Importin-5 functions as a chaperone for viral glycoproteins to promote virus budding.

Thousands of people are affected by arenavirus infections annually and no specific and safe antiviral therapy for arenaviruses are available. Thus, there is an urgent need to develop effective vaccines or therapeutic strategies to combat arenavirus infections. This task is hampered owing to limited understanding of the molecular details of virus-host interactions. Here, we performed affinity tag-purification mass spectrometry to generate a protein-protein interaction (PPI) map between host cells and arenavirus lymphocytic choriomeningitis virus (LCMV) proteins. We uncovered 299 high-confidence LCMV-host PPIs, including one between the LCMV glycoprotein and host karyopherin importin-5 (IPO5). We further showed that the C-terminus cytosol tail of the viral glycoprotein enriched in basic amino acids, directly interacts with IPO5. IPO5 acts as a chaperone to facilitate the transport and translocation of glycoproteins to the host cell membrane surface, thereby promoting viral budding. On this basis, a highly attenuated LCMV mutant (LCMV-EED) was generated, which protected mice from the lethal challenge of LCMV. Notably, we found that several enveloped RNA viruses also possess similar C-termini cytosol tails that contain basic amino acids of glycoproteins, which plays an important role in the effect of IPO5 on viral budding. Thus, the C-terminus of glycoproteins can serve as a novel broad-spectrum target for the development of vaccines and antivirals.
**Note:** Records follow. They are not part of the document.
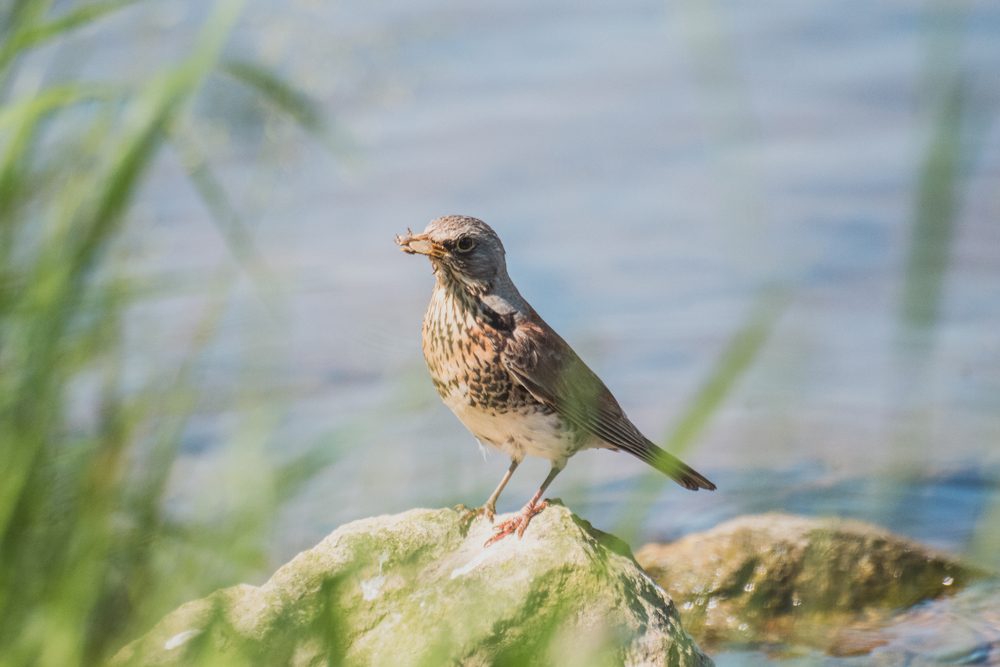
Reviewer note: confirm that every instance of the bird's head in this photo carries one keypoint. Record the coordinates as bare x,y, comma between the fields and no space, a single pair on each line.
462,249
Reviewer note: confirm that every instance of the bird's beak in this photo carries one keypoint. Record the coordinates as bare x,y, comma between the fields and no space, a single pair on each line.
419,244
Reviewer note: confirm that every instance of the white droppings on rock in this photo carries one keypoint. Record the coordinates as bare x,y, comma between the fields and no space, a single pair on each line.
479,559
370,588
180,639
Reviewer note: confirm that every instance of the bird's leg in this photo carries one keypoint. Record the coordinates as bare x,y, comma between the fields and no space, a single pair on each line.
489,509
519,522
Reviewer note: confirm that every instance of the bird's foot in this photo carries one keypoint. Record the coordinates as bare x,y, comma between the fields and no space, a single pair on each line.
518,523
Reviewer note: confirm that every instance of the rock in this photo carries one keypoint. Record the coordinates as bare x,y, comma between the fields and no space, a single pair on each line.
797,580
420,588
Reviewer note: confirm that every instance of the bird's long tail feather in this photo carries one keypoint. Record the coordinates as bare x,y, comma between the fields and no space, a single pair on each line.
672,467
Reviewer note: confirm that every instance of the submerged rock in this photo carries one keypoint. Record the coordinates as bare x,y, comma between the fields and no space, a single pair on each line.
797,580
420,588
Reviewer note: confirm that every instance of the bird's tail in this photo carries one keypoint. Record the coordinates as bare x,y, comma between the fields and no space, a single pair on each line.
673,467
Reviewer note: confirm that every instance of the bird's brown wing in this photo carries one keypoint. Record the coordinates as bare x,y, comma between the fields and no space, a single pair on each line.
544,364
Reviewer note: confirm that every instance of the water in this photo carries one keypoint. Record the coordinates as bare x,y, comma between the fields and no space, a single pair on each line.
651,167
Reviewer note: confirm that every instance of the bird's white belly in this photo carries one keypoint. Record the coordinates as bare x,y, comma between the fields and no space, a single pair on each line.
516,433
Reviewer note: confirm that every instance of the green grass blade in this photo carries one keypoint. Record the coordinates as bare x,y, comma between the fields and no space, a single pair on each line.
280,93
732,364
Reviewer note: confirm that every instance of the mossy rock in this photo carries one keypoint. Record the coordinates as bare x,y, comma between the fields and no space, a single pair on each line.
419,588
789,579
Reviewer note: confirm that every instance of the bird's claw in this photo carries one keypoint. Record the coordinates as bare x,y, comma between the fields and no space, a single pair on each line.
517,523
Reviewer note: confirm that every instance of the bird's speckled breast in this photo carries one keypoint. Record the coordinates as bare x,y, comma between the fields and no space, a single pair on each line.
463,351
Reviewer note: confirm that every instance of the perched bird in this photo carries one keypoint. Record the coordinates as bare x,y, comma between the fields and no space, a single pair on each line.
507,375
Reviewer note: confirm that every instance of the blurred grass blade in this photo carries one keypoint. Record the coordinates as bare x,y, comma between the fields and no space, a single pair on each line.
934,218
278,92
147,130
731,365
31,35
227,219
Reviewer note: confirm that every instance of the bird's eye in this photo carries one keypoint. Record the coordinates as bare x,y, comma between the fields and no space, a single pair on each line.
465,244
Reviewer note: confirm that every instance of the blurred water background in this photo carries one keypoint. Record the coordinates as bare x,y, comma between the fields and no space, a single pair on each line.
770,227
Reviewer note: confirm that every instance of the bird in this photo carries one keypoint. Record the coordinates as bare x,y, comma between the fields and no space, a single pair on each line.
508,376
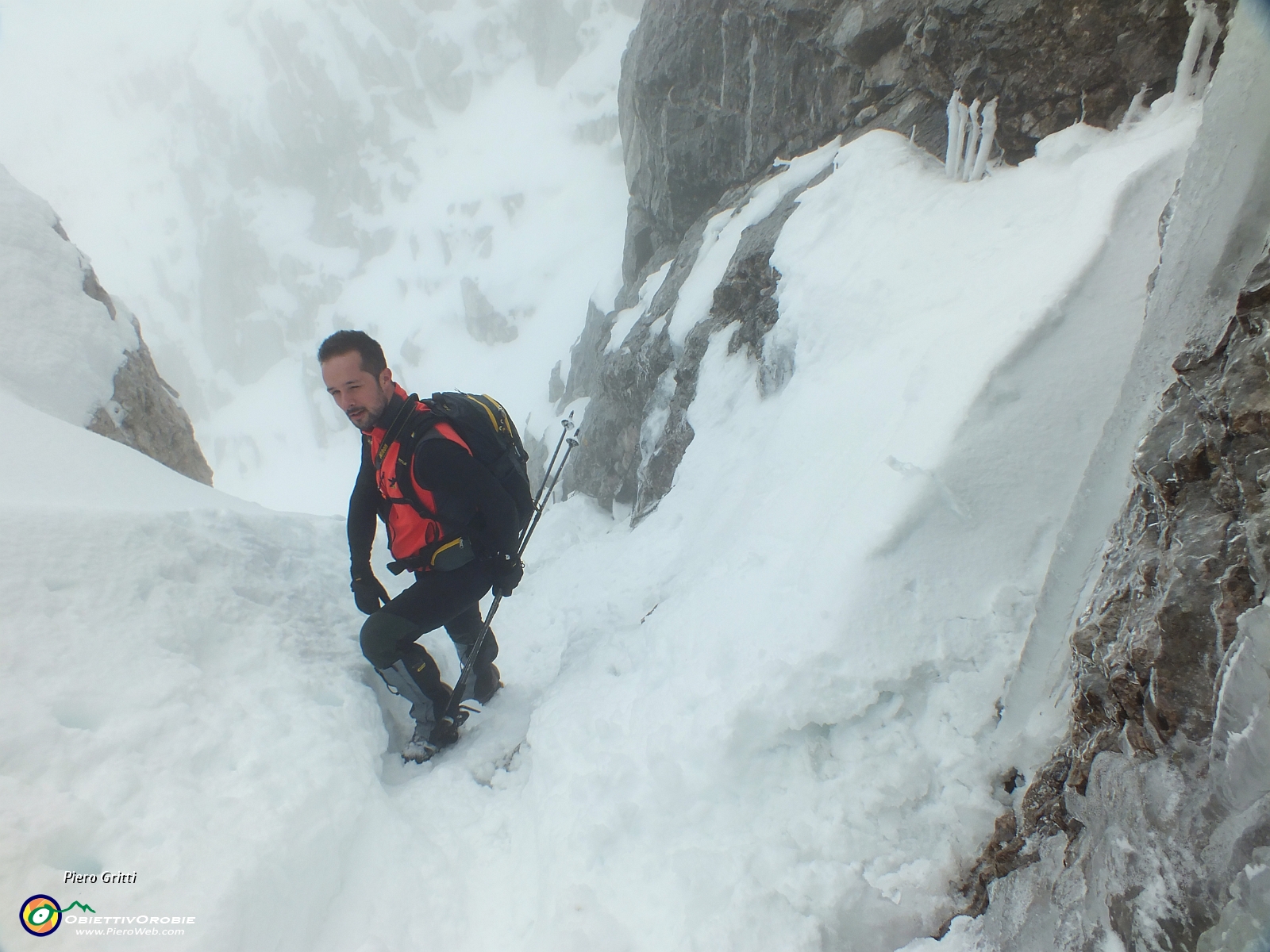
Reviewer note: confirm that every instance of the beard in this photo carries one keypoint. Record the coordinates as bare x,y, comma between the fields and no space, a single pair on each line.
368,416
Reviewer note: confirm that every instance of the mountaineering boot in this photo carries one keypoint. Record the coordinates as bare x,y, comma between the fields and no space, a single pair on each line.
417,678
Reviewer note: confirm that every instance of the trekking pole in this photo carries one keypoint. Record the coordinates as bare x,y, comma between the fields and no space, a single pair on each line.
537,517
456,698
564,432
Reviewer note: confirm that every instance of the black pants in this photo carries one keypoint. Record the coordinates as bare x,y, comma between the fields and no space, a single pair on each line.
435,600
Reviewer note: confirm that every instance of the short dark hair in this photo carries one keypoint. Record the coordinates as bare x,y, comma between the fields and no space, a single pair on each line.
346,342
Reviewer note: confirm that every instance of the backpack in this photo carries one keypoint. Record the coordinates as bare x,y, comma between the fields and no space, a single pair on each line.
488,431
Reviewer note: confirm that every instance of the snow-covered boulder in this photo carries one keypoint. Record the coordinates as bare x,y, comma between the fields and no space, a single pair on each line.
74,352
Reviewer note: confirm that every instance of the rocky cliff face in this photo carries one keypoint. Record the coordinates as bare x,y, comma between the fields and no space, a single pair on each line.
1157,801
71,351
144,412
714,90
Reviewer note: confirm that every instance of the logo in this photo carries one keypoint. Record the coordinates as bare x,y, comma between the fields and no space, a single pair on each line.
41,916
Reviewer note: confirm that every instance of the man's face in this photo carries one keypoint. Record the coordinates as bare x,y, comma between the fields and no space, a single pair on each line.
361,395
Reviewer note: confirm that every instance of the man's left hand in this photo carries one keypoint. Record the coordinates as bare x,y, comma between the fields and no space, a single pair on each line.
508,570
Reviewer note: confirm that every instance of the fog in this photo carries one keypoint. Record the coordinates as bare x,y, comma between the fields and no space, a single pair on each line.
252,175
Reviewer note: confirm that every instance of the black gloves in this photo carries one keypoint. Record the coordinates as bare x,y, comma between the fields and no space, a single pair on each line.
507,570
368,590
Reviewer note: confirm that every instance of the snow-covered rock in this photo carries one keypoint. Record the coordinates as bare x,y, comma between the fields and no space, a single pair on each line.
74,352
283,169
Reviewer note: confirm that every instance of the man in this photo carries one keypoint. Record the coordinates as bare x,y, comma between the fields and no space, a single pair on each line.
450,497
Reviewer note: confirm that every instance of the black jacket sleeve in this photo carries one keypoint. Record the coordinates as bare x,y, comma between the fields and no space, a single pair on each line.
444,466
362,511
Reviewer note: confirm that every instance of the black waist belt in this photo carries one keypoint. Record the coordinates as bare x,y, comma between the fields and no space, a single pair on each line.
441,556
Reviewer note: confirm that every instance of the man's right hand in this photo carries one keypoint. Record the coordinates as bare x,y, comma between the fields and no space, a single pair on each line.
368,590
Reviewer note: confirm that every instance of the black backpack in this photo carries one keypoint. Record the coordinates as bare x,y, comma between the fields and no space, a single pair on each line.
488,431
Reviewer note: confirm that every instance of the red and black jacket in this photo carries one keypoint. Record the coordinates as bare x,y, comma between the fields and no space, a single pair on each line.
421,479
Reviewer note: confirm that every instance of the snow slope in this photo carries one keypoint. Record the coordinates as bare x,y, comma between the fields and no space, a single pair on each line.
764,719
64,347
254,175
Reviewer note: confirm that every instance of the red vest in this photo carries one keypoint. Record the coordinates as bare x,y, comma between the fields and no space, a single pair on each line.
410,528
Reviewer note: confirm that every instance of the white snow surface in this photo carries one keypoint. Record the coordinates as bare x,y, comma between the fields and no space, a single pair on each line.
61,346
762,719
252,175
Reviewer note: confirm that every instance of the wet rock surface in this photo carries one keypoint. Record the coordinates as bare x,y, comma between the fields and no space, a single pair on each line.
714,90
1159,797
637,423
144,412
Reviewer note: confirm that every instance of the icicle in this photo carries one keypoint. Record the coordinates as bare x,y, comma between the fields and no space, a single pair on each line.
1136,111
963,118
1212,31
1198,52
972,141
990,132
952,156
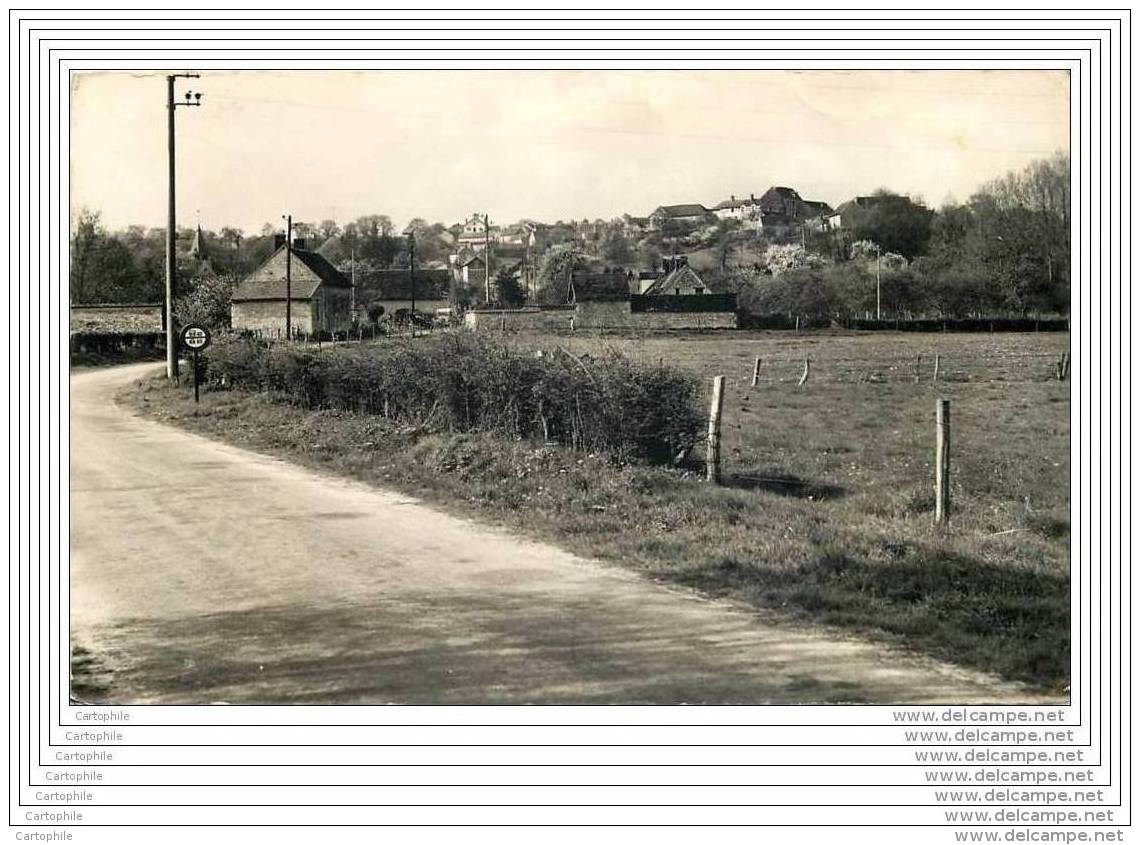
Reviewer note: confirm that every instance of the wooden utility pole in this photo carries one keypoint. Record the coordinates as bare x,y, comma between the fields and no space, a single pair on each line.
171,287
412,274
942,463
878,283
487,256
713,448
288,277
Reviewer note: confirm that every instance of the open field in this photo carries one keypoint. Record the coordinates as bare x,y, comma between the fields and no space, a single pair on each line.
828,503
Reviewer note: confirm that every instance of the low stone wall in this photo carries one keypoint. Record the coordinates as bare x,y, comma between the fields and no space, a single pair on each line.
597,315
268,316
144,318
515,321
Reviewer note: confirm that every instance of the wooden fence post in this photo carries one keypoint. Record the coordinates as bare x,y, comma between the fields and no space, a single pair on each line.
713,448
942,463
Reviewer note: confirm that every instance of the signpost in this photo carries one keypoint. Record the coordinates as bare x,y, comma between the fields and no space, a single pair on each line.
195,338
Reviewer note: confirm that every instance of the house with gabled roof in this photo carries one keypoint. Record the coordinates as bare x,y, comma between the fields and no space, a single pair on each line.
678,279
319,295
684,214
738,208
612,285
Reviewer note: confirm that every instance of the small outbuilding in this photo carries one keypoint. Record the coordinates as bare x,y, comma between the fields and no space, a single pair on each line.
320,295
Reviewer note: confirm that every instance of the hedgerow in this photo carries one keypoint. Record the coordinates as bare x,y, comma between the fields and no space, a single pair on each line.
461,382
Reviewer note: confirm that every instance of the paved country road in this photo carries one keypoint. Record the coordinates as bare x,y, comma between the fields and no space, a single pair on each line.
204,573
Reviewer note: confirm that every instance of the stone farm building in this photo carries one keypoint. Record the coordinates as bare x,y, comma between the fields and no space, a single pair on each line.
320,295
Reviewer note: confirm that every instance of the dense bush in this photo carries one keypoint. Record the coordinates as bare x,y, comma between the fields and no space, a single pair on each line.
461,382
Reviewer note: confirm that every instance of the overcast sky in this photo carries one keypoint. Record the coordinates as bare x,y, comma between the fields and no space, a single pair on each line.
546,145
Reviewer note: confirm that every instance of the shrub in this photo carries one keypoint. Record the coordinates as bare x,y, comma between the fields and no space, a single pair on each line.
464,383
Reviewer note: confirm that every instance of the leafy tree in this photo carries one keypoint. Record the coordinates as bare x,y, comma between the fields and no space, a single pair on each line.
553,281
208,302
895,222
510,291
103,268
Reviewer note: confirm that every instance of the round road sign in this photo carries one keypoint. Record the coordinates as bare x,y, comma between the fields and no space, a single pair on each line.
195,338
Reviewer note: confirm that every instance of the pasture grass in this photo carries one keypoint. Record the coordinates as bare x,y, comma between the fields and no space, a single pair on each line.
825,513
每年有数以千计的人群受到沙粒病毒（arenavirus）感染，且目前尚无针对沙粒病毒的特异性安全抗病毒治疗方案。因此，亟需开发有效的疫苗或治疗策略以对抗沙粒病毒感染。由于对病毒-宿主相互作用的分子细节认知有限，相关研发进程受到掣肘。本研究通过亲和标签纯化质谱（affinity tag-purification mass spectrometry）技术，构建了宿主细胞与沙粒病毒淋巴细胞性脉络丛脑膜炎病毒（lymphocytic choriomeningitis virus, LCMV）蛋白之间的蛋白质相互作用（protein-protein interaction, PPI）图谱。我们共鉴定得到299组高置信度LCMV-宿主PPI，其中包含LCMV糖蛋白（glycoprotein）与宿主核转运蛋白importin-5（IPO5）之间的相互作用。进一步研究证实，病毒糖蛋白中富含碱性氨基酸的C端胞质尾可直接与IPO5结合。IPO5作为分子伴侣（chaperone），可促进糖蛋白向宿主细胞膜表面的转运与易位，进而推动病毒出芽（viral budding）。基于上述发现，我们构建了一株高度减毒的LCMV突变株（attenuated LCMV mutant, LCMV-EED），该突变株可使小鼠免受LCMV致死性感染攻击。值得注意的是，我们发现多种有包膜RNA病毒（enveloped RNA virus）的糖蛋白同样拥有类似的富含碱性氨基酸的C端胞质尾，且该结构在IPO5介导的病毒出芽过程中发挥关键作用。综上，糖蛋白C端可作为开发疫苗与抗病毒药物的新型广谱靶点（broad-spectrum target）。